The Marcher Lord (Over Guard) Read online

Page 23


  Jamming his hands in his pockets, he hurried off again with a guilty feeling.

  He had never heard of any kind of wood like that, and he wondered at the value that he walked beside so easily.

  A little further and he came to a short set of stairs that rose perhaps ten feet to a balcony-like bridge that opened up to the open air to the east, proving his suspicions correct. Leaning over the side, he had an aerial view of a pool that stood beneath a pair of soft fountains. Beyond that lay a courtyard separate from the one they’d entered from. At its center, laughing and holding hands in a tight circle, four young Dervish women spun around each other in dresses that suggested some slightly more modest social class. They were crying out and desperately trying to sing some sort of rhyme in Dervish but not overly succeeding. With a final flourish, all four fell to the ground, then tried to spring up again just before sitting back down and crying out one last phrase. The winner sounded to be in dispute, however, and there was far more laughter than any kind of serious contention for the issue.

  Folding his hands, Ian watched as their laughter rose soft over the evening breezes. He had been expecting it, but it took only a few moments before one of them noticed him and let up a cheerful greeting. Upon this, the others quickly took up the chorus, twittering between their evening greetings and whispering to each other words he was too far away to catch.

  “Bon soir,” he called back with a sort of wave.

  Their responding delight over what was evidently his botched phrase came immediately, making him think he had spoken it even worse than he would have thought.

  Someday soon, he promised himself again, he would take a serious effort and learn Dervish. But as he smiled back at the happy girls, his eyes wandering beyond the courtyard, the elegant walls, and just beyond where Orinoco stretched in livid contrast, he wondered what exactly that meant.

  Chapter 11

  “The king in Wilome said the bishop in Glascour said that ours is the penultimate high time, and the sooty urchin at the end of Ninth and Braddock Street informed me of the direct opposite.

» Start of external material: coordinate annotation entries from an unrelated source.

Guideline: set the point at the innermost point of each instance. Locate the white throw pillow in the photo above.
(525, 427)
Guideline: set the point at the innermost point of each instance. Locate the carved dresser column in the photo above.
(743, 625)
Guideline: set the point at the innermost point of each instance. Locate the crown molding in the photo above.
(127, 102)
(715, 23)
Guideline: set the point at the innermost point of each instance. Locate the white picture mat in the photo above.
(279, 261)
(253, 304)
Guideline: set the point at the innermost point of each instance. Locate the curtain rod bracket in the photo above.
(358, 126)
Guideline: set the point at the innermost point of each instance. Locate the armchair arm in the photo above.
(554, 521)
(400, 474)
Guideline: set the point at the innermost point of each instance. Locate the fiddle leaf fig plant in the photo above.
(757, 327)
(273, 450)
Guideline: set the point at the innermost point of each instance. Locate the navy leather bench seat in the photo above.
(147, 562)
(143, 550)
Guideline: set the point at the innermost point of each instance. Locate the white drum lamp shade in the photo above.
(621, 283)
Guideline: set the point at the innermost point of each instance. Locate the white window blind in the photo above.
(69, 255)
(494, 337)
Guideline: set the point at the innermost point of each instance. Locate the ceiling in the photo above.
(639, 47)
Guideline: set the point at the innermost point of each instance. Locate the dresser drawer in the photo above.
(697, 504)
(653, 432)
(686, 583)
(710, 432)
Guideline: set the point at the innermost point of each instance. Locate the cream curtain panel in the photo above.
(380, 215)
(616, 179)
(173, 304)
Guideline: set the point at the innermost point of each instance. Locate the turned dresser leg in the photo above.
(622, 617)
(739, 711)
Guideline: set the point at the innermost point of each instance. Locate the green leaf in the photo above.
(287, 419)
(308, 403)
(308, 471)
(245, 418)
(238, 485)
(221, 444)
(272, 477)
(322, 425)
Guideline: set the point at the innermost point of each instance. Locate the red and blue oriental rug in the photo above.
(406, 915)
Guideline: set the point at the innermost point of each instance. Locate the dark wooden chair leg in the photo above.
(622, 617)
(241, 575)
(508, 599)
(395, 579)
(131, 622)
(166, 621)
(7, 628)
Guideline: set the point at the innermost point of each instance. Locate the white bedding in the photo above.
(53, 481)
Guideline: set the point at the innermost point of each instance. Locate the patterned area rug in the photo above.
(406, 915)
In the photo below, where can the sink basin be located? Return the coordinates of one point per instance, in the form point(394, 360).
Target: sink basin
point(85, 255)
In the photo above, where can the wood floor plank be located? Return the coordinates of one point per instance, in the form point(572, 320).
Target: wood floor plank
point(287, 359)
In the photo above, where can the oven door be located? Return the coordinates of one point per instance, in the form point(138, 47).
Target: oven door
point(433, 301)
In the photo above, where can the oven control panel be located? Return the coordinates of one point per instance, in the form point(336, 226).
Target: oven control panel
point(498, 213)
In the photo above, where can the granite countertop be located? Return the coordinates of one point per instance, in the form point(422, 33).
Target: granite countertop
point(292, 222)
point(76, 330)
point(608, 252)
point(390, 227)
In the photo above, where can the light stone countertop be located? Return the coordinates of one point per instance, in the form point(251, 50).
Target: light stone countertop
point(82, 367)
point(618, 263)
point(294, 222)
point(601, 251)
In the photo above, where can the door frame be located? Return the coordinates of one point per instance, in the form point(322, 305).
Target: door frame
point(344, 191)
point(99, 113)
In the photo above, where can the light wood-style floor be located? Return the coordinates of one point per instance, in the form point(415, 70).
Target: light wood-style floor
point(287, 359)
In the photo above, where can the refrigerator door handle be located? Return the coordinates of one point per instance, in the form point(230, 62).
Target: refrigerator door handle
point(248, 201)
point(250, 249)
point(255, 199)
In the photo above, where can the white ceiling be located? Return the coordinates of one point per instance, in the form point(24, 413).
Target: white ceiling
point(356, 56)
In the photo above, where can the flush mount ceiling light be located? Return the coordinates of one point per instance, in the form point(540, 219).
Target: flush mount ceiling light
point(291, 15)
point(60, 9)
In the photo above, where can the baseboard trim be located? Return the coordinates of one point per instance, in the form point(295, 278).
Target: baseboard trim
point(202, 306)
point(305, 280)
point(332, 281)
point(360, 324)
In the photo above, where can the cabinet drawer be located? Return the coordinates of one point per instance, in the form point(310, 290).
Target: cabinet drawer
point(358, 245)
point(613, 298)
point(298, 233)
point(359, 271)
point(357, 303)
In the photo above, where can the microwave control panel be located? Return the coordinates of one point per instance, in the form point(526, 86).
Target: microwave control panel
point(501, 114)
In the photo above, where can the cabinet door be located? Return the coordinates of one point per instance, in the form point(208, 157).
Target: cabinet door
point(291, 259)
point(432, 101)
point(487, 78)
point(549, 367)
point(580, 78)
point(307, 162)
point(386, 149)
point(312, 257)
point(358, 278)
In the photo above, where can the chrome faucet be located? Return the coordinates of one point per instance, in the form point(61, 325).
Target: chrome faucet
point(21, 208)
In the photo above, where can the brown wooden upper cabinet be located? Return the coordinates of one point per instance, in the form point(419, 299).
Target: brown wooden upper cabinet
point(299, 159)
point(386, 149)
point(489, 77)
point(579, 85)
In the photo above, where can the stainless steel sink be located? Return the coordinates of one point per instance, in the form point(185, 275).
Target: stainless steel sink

I could imagine no better reason to drink our day.”

  —Nicholas Wembles, Wilome writer

  Their way ironically led down before it led up, but when it did, it did so in high fashion. The parallel pair of staircases that led down went only two short flights before they reached a richly-adorned entrance to a much wider, leisurely trio of staircases that went up. The carpets were done in deep reds, with the nearby ceremonial guards decorated to match. Ian had the impression these guards were more interior and showy than the ones their company had seen before. These guards stood very straight, full of tassels and folds strategically aesthetic in their placement. They also wore very old-looking swords at their sides, and each held a spear that reached a couple feet above their heads, with which they stately saw to the ushering of guests that were reaching the stairs.

  Captain Marsden, much trimmed and at his most carefully reserved, ordered them to wait there. Their way, though, was apparently well-prepared ahead of them, the guards having sought them at first sight. Not more than a minute of this waiting proved the captain correct in hesitating, however, as a pair of personal guards came, escorting Lord Wester and his daughter from a different direction.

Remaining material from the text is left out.